Design a star schema
Design a star schema for e-commerce analytics: a fact_orders table at the order-line grain, with dim_customer, dim_product, and dim_date dimension tables. Write the CREATE TABLE statements with appropriate indexes, define the grain explicitly, and explain your choice of surrogate keys versus natural keys.
Why this matters
The star schema is the most widely deployed data warehousing pattern for a reason: it makes analytical queries fast and readable. Understanding grain, surrogate keys, and slowly changing dimensions is the foundation that makes everything in an analytics stack work correctly; dbt models, BI tool queries, and executive dashboards all depend on getting this right.
Before you start
- Understanding of what a primary key and foreign key are
- A SQL database (Postgres or DuckDB both work for this exercise)
- Basic understanding of what an analytical query looks like (GROUP BY, aggregate functions)

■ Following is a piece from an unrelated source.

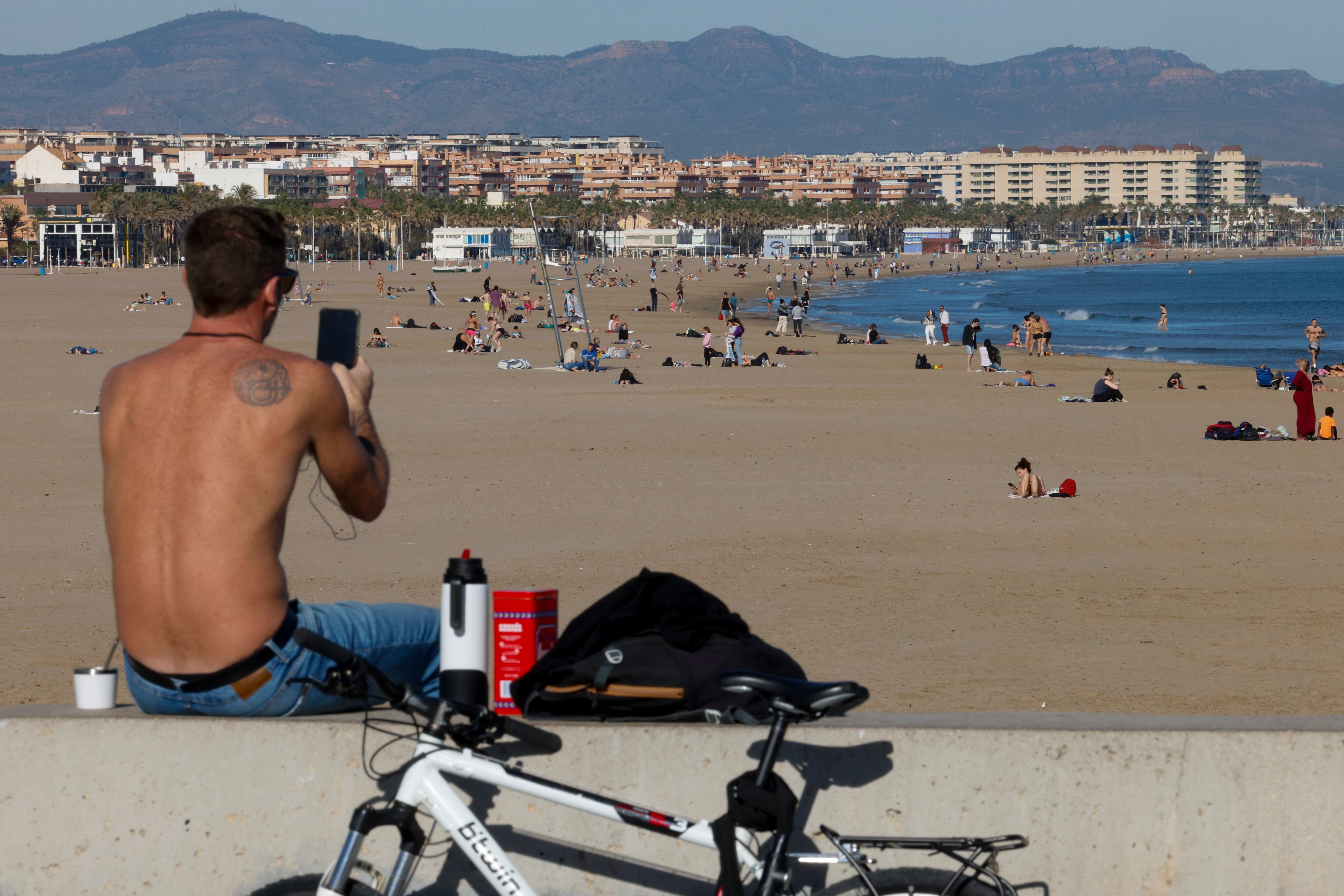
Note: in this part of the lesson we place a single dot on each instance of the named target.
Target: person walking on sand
(970, 339)
(1302, 389)
(1314, 342)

- No prior data warehousing experience required
Step-by-step guide
- 1
Define the grain
Write one sentence defining the grain of the fact table: 'Each row in fact_orders represents one line item from one order placed by one customer for one product on one date'. The grain determines which columns belong in the fact table and which belong in dimensions. Write this sentence before touching SQL.
- 2
Design the dimension tables
Write CREATE TABLE statements for dim_customer (customer_sk surrogate key, customer_id natural key, name, email, country, valid_from, valid_to for SCD2), dim_product (product_sk, product_id, name, category, unit_price), and dim_date (date_sk integer YYYYMMDD, date, year, quarter, month, day_of_week, is_weekend).
- 3
Design the fact table
Write CREATE TABLE for fact_orders (order_line_sk surrogate key, order_id, customer_sk FK, product_sk FK, date_sk FK, quantity, unit_price, discount_amount, net_revenue). Net_revenue is a derived metric worth pre-computing; explain why you chose to store it rather than calculating it at query time.
- 4
Add indexes
Add indexes on every foreign key column in fact_orders (customer_sk, product_sk, date_sk). Add a composite index on (date_sk, customer_sk) for the most common query pattern: 'revenue by customer for a date range'. Explain why you would not add more indexes on a fact table that receives millions of inserts per day.
- 5
Write three analytical queries
Write: monthly revenue by product category, top 10 customers by revenue in the last 90 days, and revenue for new customers (first purchase in the last 30 days) vs returning customers. All three should run without subqueries; if they require subqueries, your schema has a structural issue.